Address at the
new England society’s seventy
first
annual dinner, new York city
The next toast was: “The Oldest Inhabitant-The
Weather of New England.”
“Who
can lose it and forget it?
Who
can have it and regret it?
Be
interposer ’twixt us Twain.”
—Merchant
of Venice.
I reverently believe that the Maker who made us all
makes everything in New England but the weather.
I don’t know who makes that, but I think it
must be raw apprentices in the weather-clerk’s
factory who experiment and learn how, in New England,
for board and clothes, and then are promoted to make
weather for countries that require a good article,
and will take their custom elsewhere if they don’t
get it. There is a sumptuous variety about the
New England weather that compels the stranger’s
admiration—and regret. The weather
is always doing something there; always attending
strictly to business; always getting up new designs
and trying them on the people to see how they will
go. But it gets through more business in spring
than in any other season. In the spring I have
counted one hundred and thirty-six different kinds
of weather inside of four-and-twenty hours.

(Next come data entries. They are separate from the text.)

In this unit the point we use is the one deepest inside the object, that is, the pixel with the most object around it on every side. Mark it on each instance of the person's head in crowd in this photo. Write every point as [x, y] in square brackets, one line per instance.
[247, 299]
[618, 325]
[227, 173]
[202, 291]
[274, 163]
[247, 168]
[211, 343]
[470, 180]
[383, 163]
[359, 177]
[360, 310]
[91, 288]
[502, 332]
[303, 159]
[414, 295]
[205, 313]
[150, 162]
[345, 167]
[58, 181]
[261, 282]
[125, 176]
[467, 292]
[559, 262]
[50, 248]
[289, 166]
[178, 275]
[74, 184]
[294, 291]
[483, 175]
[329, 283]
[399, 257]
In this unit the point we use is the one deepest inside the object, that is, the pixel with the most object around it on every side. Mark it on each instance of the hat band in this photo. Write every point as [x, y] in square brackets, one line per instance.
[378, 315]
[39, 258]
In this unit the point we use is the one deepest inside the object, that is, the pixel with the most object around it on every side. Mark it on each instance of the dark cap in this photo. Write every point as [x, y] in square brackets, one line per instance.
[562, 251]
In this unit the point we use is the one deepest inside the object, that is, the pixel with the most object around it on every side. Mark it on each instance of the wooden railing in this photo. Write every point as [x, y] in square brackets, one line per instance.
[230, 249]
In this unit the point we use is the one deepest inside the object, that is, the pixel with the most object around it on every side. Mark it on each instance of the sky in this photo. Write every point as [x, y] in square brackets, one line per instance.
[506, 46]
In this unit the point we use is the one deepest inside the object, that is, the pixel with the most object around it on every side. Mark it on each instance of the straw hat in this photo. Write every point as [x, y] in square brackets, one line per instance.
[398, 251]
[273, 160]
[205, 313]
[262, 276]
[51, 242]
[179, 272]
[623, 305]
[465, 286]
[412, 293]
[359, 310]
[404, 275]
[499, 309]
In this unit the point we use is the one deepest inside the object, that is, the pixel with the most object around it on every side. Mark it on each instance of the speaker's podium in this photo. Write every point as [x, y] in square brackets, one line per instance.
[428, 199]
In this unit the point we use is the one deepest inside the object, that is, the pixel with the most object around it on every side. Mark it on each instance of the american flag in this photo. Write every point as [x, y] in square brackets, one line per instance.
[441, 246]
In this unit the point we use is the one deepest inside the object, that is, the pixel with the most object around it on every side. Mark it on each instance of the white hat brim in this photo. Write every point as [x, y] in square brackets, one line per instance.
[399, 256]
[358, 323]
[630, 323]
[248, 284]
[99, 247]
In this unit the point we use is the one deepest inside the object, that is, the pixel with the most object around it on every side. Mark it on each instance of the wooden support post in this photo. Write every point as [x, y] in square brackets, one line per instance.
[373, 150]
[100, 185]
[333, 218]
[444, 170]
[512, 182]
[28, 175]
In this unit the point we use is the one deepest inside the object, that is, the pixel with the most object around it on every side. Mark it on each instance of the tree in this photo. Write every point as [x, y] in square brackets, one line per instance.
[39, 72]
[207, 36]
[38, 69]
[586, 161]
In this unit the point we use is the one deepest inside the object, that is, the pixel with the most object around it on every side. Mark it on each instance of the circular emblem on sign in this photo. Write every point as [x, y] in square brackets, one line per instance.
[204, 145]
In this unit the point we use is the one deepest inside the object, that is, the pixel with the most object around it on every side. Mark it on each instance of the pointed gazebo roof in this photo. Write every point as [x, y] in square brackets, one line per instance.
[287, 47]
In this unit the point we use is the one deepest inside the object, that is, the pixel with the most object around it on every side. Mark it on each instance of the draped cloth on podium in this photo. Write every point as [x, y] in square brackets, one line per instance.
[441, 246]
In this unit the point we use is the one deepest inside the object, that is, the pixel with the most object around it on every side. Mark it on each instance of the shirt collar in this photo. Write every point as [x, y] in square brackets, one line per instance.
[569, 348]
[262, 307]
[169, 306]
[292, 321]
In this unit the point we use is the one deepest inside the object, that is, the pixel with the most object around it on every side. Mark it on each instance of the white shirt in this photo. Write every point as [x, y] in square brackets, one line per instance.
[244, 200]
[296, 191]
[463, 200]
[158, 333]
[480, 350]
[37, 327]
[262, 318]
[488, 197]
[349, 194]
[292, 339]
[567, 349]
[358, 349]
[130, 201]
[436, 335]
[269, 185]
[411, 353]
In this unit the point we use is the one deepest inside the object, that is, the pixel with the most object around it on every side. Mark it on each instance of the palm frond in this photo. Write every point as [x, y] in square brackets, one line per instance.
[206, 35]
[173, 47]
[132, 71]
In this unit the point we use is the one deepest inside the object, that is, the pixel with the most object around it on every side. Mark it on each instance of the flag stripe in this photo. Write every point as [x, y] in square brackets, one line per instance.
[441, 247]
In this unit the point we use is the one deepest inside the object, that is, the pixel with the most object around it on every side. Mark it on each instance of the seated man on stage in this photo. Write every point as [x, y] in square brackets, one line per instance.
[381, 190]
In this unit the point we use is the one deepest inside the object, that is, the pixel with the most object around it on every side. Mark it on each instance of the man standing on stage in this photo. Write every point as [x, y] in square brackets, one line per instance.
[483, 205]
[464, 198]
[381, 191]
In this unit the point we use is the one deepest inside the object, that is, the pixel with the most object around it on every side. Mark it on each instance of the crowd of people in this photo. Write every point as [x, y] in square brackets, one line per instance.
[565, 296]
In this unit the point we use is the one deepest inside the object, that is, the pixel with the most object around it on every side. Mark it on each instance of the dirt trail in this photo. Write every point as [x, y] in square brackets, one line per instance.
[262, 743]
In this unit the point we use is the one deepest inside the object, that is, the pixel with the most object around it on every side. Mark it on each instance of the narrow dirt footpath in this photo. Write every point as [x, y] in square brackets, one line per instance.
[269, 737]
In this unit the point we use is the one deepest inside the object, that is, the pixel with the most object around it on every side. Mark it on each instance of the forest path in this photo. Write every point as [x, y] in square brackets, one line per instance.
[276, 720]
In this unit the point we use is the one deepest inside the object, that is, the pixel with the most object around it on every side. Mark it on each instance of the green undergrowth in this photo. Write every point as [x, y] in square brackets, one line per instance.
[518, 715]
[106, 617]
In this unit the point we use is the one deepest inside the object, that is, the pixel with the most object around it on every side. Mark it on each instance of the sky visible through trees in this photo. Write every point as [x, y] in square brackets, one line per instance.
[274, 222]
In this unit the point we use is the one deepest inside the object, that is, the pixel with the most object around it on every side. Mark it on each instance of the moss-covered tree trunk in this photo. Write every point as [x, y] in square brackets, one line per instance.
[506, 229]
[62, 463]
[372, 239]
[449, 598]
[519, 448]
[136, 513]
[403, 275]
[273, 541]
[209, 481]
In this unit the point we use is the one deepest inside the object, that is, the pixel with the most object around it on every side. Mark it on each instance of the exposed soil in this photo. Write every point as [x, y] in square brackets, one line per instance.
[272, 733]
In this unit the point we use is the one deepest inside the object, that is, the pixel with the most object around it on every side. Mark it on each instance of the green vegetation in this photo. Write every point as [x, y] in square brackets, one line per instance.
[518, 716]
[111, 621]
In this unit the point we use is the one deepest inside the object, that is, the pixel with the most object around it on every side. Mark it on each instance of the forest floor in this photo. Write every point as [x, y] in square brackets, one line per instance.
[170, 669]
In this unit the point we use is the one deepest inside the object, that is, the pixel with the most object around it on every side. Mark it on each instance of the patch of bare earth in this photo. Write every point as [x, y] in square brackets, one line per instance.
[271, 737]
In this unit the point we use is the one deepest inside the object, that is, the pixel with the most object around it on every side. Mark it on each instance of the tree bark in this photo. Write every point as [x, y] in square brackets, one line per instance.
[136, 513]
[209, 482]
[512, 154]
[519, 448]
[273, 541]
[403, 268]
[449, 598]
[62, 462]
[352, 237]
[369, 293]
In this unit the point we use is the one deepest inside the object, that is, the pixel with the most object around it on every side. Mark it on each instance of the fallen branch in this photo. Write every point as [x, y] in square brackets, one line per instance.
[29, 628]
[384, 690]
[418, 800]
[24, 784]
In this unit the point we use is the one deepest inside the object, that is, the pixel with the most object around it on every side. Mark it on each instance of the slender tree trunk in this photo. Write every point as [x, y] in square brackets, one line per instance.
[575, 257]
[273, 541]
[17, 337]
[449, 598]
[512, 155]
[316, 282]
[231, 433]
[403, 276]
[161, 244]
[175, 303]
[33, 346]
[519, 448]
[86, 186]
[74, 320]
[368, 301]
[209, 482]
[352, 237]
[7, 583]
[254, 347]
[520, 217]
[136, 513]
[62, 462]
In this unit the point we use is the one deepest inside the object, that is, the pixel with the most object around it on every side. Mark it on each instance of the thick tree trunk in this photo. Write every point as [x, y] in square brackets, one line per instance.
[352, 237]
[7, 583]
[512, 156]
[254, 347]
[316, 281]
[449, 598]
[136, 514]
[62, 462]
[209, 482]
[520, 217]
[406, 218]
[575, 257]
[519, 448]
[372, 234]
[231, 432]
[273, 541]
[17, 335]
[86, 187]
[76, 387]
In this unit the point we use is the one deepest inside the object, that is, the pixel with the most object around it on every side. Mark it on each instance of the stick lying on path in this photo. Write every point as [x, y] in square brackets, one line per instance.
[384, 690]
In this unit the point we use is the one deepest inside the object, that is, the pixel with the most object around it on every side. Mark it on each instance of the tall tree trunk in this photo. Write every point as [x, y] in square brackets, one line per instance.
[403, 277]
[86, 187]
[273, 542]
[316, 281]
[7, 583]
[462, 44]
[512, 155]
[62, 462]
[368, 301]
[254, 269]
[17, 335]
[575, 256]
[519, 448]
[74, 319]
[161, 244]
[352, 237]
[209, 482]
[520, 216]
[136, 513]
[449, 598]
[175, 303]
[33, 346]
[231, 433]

It was I that made the fame and fortune of that man
that had that marvellous collection of weather on exhibition
at the Centennial, that so astounded the foreigners.
He was going to travel all over the world and get
specimens from all the climes. I said, “Don’t
you do it; you come to New England on a favorable
spring day.” I told him what we could
do in the way of style, variety, and quantity.
Well, he came and he made his collection in four
days. As to variety, why, he confessed that
he got hundreds of kinds of weather that he had never
heard of before. And as to quantity well, after
he had picked out and discarded all that was blemished
in any way, he not only had weather enough, but weather
to spare; weather to hire out; weather to sell; to
deposit; weather to invest; weather to give to the
poor. The people of New England are by nature
patient and forbearing, but there are some things
which they will not stand. Every year they kill
a lot of poets for writing about “Beautiful
Spring.” These are generally casual visitors,
who bring their notions of spring from somewhere else,
and cannot, of course, know how the natives feel about
spring. And so the first thing they know the
opportunity to inquire how they feel has permanently
gone by. Old Probabilities has a mighty reputation
for accurate prophecy, and thoroughly well deserves
it. You take up the paper and observe how crisply
and confidently he checks off what to-day’s
weather is going to be on the Pacific, down South,
in the Middle States, in the Wisconsin region.